Foxconn is going to build a new factory in the U.S. Because we don’t have a crony capitalist system it is presumably coincidence that the factory will be within the Congressional district of Paul Ryan, House Speaker (i.e., the factory will be between Milwaukee and Chicago).
“Wisconsin’s Lavish Lure for Foxconn: $3 Billion in Tax Subsidies” (nytimes):
According to a presentation by the state, the incentive package consists of $1.5 billion in state income tax credits for job creation, $1.35 billion in state income tax breaks for capital investment, and up to $150 million for a sales tax exemption.
Over all, the subsidies for the Foxconn plant, which would produce flat-panel display screens for televisions and other consumer electronics, equal $15,000 to $19,000 per job annually. … The new Foxconn jobs are expected to have an annual salary of at least $53,000 plus benefits…
I’m not sure why Foxconn would have paid any Wisconsin (or U.S.) corporate income tax. Wouldn’t they set things up Apple-style so that the Wisconsin factory paid a huge annual license fee to an offshore corporate shell in either a tax-free or low-tax (Taiwan is at 17 percent) country? If that wouldn’t have worked, it seems that Foxconn could have gone to North Carolina and paid state income tax at half the rate of Wisconsin’s or to South Dakota or Wyoming and paid nothing (Tax Foundation).
Readers: Does this mean that big companies, except those based in SD or WY, should be expected to move every 10 years or so when their state corporate income tax exemption runs out? So that they can get new exemptions from a new state? Would it make sense to design factories in advance for modular shipping via rail?
Related:
- Wisconsin family law (unlimited child support makes it straightforward to collect $53,000 per year without working at Foxconn…)
It’s worth noting Foxconn rarely follows up on those promises to build factories after they get the tax breaks.
J: If the tax breaks are in the form of state corporate income tax exemptions, what is Foxconn getting by negotiating these and then not building a factory? If they don’t end up operating in the state where they have the tax breaks, they wouldn’t owe any tax regardless, right?
FACTORY COMING! = big news and political credit.
FACTORY NOT COMING = no story or crickets.

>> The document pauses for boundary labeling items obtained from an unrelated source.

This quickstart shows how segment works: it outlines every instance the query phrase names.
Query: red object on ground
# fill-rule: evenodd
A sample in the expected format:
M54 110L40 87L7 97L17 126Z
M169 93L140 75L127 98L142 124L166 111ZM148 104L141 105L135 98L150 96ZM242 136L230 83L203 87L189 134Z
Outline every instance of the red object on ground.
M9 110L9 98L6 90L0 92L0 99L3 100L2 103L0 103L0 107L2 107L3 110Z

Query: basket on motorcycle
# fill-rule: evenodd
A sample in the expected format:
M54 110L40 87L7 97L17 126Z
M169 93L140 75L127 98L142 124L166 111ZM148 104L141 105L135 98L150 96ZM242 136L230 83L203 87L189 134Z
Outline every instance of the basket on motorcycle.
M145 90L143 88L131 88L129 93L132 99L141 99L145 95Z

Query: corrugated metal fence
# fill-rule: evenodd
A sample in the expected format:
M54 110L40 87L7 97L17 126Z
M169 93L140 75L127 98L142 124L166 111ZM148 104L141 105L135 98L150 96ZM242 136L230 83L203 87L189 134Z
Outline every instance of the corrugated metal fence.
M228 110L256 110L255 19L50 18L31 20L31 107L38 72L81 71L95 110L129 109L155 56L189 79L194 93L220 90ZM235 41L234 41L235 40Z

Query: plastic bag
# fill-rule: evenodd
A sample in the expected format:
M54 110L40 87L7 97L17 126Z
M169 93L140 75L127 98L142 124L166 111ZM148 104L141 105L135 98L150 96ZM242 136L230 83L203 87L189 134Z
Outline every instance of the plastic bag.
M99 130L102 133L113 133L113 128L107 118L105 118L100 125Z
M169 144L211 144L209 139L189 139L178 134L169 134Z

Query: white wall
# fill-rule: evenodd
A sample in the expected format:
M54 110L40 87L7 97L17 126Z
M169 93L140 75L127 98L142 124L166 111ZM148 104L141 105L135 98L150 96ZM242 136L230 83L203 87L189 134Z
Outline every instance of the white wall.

Rinse, repeat every election cycle.
Shipping entire factories in the fab business makes little sense, since their internal components/product lines have a mean lifetime of about 12 months, given Moore’s law. For a pure sci/engg pov I’m pumped that someone has commited to producing chips in the US (10nm? 7nm? 5nm? That’s crazy talk for anyone who grew up when sub 1um was scifi).
billg: Actually you raise an interesting question. As far as I know, Foxconn is not fabbing chips, but LCDs. Why does it now take $10 billion of capital equipment to make an LCD?
OLED is much superior to LCD, in terms of panel thickness, flexibility, brightness etc. It just makes little sense to build a $10B LCD factory. Smells fishy.
@mz. OLED also has the most true blacks. I am surprised Apple has not used it in it’s Iphones . My Samsung galaxy S from 2010 had the best display OLED display
True blacks on OLEDs only really matter when viewing in darkened rooms with blackwalls to avoid reflections.
@Andrea , I guess so, but after having an OLED phone for so long, to me the LCDs on other phones look ‘cheap’ to me. For example, it’s easy to see the border between the LCD and the black glass frame, where as with the OLED it is not so obvious. Also the viewing angle with OLED is superior to any LCD I’ve seen. But OK, it is just nitpicking.